Hamburg (dpa) - Erstmals hat Hamburgs Erzbischof Stefan Heße eine Weihnachtsbotschaft über WhatsApp verbreitet. "Ich wünsche Ihnen ein frohes, gesegnetes und gnadenreiches Weihnachtsfest", sagte Heße in einem Video, das in einer Seitenkapelle des Hamburger Mariendoms aufgezeichnet und über den Messenger-Dienst versandt wurde. Das Erzbistum hatte den WhatsApp-Kanal im Herbst eingerichtet und hat nach Angaben von Heße inzwischen rund 800 Abonnenten. "Ich glaube, dass Kirche in diesen Kanälen gut aufgestellt sein muss", sagte Heße der Deutschen Presse-Agentur.

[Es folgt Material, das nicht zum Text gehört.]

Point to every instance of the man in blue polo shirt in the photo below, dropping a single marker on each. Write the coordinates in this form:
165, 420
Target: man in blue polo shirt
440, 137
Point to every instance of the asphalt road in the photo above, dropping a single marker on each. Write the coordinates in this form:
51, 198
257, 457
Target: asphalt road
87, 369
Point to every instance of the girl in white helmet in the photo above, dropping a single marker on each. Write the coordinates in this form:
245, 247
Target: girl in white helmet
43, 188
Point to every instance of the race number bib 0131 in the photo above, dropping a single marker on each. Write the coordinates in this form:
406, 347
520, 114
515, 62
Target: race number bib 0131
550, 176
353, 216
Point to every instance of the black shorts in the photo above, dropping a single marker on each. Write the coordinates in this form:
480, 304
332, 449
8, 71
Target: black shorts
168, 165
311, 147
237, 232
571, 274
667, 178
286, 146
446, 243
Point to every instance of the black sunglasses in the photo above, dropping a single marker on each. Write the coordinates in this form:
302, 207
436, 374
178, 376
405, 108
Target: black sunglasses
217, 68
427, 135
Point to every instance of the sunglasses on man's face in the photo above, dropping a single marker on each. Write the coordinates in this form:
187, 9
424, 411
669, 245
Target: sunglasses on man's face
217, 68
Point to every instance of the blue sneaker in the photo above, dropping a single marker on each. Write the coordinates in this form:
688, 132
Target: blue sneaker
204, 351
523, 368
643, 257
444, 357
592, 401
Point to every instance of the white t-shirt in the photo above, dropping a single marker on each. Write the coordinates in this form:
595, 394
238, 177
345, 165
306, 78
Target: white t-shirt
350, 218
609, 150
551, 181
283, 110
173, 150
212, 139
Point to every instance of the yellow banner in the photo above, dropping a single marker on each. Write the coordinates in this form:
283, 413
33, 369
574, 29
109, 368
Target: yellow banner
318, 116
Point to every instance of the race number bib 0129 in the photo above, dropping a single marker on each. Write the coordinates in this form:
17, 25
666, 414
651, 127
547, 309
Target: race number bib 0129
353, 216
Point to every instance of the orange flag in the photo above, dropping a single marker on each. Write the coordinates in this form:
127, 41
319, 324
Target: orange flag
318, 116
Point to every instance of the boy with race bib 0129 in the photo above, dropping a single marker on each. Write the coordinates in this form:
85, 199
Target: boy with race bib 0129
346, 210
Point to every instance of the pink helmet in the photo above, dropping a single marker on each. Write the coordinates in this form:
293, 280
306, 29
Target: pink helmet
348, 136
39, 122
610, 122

Über WhatsApp lässt der 50-Jährige regelmäßig Nachrichten in Text, Bild, Audio und Video seinen Anhängern zukommen. Kürzlich machte er in einer "Voice Message" die seiner Ansicht nach zunehmende Verrohung in der Gesellschaft zum Thema, danach sendete er einen Geburtstagsgruß an Papst Franziskus mit einem Foto einer Audienz im Vatikan. Nach dem Anschlag auf den Berliner Weihnachtsmarkt bekamen die Abonnenten auch eine Trauer-Botschaft zugestellt.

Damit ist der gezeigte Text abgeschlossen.